Brüssel/Frankfurt (Reuters) – Die EZB hat den russischen Angriff auf die Ukraine bei ihrer bald anstehenden Zinssitzung fest im Blick.
Die Europäische Zentralbank (EZB) ließ am Donnerstag wissen, dass sie bei dem Treffen am 10. März eine umfassende Bewertung des Konjunkturausblicks vornehmen werde: “Dies beinhaltet die Entwicklungen auf geopolitischem Gebiet.” Laut EZB-Chefvolkswirt Philip Lane haben die geopolitischen Spannungen nicht nur Auswirkungen auf die Öl- und Gaspreise, sondern auch auf das Vertrauen der Anleger und der Verbraucher sowie den Handel.
Was die Inflation betreffe, gebe es daher nicht “nur den mechanischen Effekt durch die Rohstoffpreise”, sagte Lane der “FAZ”. Für die mittelfristigen Aussichten für die Inflation müssten auch die gesamtwirtschaftlichen Auswirkungen berücksichtigt werden.
MAHNUNG ZUR VORSICHT
Der russische Einmarsch in der Nacht zum Donnerstag ereignete sich nur wenige Stunden vor Beginn eines bereits vor längerer Zeit anberaumten informellen Treffens des EZB-Rats in Paris. Die Unterredung dürfte zur Vorbereitung der Zinssitzung im März dienen, bei dem die EZB nach bisheriger Markterwartung einen strafferen Kurs signalisieren könnte. Doch der militärische Konflikt in der Ukraine könnte die Währungshüter laut manchen Analysten zu einem vorsichtigeren Vorgehen veranlassen. Auch der griechische Notenbankchef Yannis Stournaras mahnte im Gespräch mit Reuters zur Zurückhaltung: Rufe nach einem Ende der Anleihenkäufe der EZB erteilte er eine Absage. Er würde es eher befürworten, das sogenannte APP-Programm “mindestens bis zum Jahresende” fortzusetzen: “Das ist Teil der Vorsicht, von der ich spreche.”
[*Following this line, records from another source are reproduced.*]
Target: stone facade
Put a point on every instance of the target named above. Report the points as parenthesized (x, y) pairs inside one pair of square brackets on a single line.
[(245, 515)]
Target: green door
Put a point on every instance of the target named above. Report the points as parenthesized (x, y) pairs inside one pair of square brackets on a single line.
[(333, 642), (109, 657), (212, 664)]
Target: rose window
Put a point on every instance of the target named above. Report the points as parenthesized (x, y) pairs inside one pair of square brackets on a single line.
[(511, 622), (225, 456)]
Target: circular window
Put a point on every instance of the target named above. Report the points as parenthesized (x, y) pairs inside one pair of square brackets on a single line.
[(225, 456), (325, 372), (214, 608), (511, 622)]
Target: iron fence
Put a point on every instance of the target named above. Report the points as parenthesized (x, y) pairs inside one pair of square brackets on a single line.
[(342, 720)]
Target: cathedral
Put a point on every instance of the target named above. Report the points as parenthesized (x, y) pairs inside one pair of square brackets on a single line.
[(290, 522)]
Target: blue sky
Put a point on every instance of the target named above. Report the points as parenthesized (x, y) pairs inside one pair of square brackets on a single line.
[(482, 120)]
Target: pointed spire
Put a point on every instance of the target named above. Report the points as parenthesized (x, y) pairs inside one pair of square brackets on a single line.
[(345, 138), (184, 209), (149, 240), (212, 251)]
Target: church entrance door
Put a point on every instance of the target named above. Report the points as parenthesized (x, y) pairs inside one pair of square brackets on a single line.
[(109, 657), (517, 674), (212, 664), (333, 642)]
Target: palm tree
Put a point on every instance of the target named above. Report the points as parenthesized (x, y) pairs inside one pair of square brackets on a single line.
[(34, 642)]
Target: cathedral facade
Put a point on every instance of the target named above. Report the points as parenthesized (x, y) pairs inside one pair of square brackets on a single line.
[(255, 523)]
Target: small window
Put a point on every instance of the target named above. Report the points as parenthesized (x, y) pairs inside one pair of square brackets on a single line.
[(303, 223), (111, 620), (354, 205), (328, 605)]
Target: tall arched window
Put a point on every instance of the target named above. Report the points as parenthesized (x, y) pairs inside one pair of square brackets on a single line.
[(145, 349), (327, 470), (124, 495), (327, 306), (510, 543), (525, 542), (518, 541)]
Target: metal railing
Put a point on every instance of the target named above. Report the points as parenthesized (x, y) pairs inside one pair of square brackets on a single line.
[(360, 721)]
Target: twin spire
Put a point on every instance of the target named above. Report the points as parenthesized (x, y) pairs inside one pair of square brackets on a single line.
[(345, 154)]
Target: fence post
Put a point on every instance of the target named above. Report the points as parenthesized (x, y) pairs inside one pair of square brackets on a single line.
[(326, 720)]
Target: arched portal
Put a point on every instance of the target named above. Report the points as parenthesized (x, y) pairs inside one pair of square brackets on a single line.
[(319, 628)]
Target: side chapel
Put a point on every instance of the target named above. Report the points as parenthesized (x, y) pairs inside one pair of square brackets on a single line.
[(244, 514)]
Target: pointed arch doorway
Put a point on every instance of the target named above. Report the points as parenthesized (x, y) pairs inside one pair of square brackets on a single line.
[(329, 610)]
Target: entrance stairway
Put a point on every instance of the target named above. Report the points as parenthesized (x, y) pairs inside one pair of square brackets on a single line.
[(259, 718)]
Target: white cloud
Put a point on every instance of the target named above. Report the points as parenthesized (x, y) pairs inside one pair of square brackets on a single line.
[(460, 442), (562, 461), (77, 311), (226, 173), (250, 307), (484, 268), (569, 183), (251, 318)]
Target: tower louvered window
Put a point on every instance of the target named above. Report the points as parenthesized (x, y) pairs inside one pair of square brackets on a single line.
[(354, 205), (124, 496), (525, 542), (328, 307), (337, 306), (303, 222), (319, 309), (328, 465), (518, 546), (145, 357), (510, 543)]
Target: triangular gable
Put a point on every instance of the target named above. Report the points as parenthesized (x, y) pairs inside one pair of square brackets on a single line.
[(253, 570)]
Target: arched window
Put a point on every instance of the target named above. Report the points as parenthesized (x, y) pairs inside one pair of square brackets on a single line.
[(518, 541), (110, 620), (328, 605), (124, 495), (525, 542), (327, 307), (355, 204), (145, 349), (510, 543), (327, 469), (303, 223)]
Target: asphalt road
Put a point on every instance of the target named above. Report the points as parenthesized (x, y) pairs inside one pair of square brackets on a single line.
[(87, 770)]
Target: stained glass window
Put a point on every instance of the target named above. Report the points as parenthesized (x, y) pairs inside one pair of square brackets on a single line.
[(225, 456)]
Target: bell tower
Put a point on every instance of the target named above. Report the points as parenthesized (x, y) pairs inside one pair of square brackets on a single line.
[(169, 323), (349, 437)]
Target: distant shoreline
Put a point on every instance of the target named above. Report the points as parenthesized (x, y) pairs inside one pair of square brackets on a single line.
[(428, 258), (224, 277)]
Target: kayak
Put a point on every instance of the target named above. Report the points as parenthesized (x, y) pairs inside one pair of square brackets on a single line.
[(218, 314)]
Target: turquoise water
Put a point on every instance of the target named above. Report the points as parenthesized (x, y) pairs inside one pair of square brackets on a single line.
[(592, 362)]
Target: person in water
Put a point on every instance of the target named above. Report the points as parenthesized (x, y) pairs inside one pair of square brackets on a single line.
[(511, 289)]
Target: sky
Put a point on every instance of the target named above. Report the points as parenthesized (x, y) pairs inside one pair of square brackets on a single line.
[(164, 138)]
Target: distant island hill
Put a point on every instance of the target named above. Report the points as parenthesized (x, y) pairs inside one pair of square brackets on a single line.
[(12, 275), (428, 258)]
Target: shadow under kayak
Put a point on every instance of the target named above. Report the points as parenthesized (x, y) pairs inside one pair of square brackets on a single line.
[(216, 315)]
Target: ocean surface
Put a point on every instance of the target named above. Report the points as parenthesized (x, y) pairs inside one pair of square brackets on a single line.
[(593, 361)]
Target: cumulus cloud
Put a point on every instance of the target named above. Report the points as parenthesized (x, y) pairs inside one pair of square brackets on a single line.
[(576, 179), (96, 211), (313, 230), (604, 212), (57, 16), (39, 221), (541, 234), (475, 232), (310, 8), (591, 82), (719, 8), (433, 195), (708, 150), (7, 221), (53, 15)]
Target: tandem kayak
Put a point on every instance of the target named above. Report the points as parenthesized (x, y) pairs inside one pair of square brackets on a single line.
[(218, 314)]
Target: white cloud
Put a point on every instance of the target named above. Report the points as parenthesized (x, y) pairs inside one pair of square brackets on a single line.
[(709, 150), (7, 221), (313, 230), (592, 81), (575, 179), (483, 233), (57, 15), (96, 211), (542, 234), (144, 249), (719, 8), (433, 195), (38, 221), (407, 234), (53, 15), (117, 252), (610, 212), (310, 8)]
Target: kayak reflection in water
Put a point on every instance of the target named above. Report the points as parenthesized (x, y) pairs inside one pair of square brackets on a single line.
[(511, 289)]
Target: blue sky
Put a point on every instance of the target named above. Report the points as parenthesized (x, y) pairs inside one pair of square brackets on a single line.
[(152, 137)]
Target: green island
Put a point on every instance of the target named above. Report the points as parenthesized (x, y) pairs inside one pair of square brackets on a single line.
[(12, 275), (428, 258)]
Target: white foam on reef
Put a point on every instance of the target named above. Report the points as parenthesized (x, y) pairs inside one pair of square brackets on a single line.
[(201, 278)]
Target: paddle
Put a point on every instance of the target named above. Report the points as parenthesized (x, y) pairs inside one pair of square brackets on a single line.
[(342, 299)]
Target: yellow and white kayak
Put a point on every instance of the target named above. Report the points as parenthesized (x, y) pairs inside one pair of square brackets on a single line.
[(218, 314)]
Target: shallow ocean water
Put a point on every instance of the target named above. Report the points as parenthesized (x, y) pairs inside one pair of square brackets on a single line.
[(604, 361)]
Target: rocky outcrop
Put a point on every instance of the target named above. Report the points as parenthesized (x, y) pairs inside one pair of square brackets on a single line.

Die Anleihen-Zukäufe über das Pandemie-Notprogramm PEPP enden im Frühjahr. Die EZB hat im Dezember jedoch beschlossen, das kleinere APP in abgewandelter Form weiterzuführen. Das Ende blieb offen. Dieses gilt aber als Voraussetzung für eine Zinswende, die kurz nach Ende des Programms eingeleitet werden soll. So steht es in der Forward Guidance – der Orientierungslinie der EZB für die Finanzmärkte.
ANLEIHENKÄUFE IM FOKUS
Laut ING-Ökonom Carsten Brzeski dürften die Währungshüter am 10. März wohl noch kein festes Enddatum für die Käufe festlegen – und damit auch eine Zinswende weiter in der Schwebe halten. Das informelle Treffen in Paris stehe nun ganz im Zeichen des russischen Einmarsches in der Ukraine: “Das ist jetzt etwas ganz anderes.” Zugleich sinke auch der Druck auf die Währungshüter, im März eine Entscheidung zu einem strafferen Kurs herbeiführen zu müssen.
Chefvolkswirt Thomas Gitzel von der VP Bank ist anderer Meinung: “Die EZB wird einen vorzeitigen Ausstieg aus ihren Wertpapierankaufprogrammen ankündigen. Damit ist aber klar, dass es bei diesem Konflikt keine geldpolitische Unterstützung der Notenbanken geben wird. Die Inflationsrisiken wiegen hierfür zu schwer.” Die EZB sieht sich mit einer Rekord-Inflationsrate von 5,1 Prozent konfrontiert, die weit über das Ziel der Notenbank von 2,0 Prozent hinausgeschossen ist. Haupttreiber der Inflation sind die stark gestiegenen Preise für Energie, die nun im Zuge des bewaffneten Ukraine-Konflikts noch weiter angeheizt werden.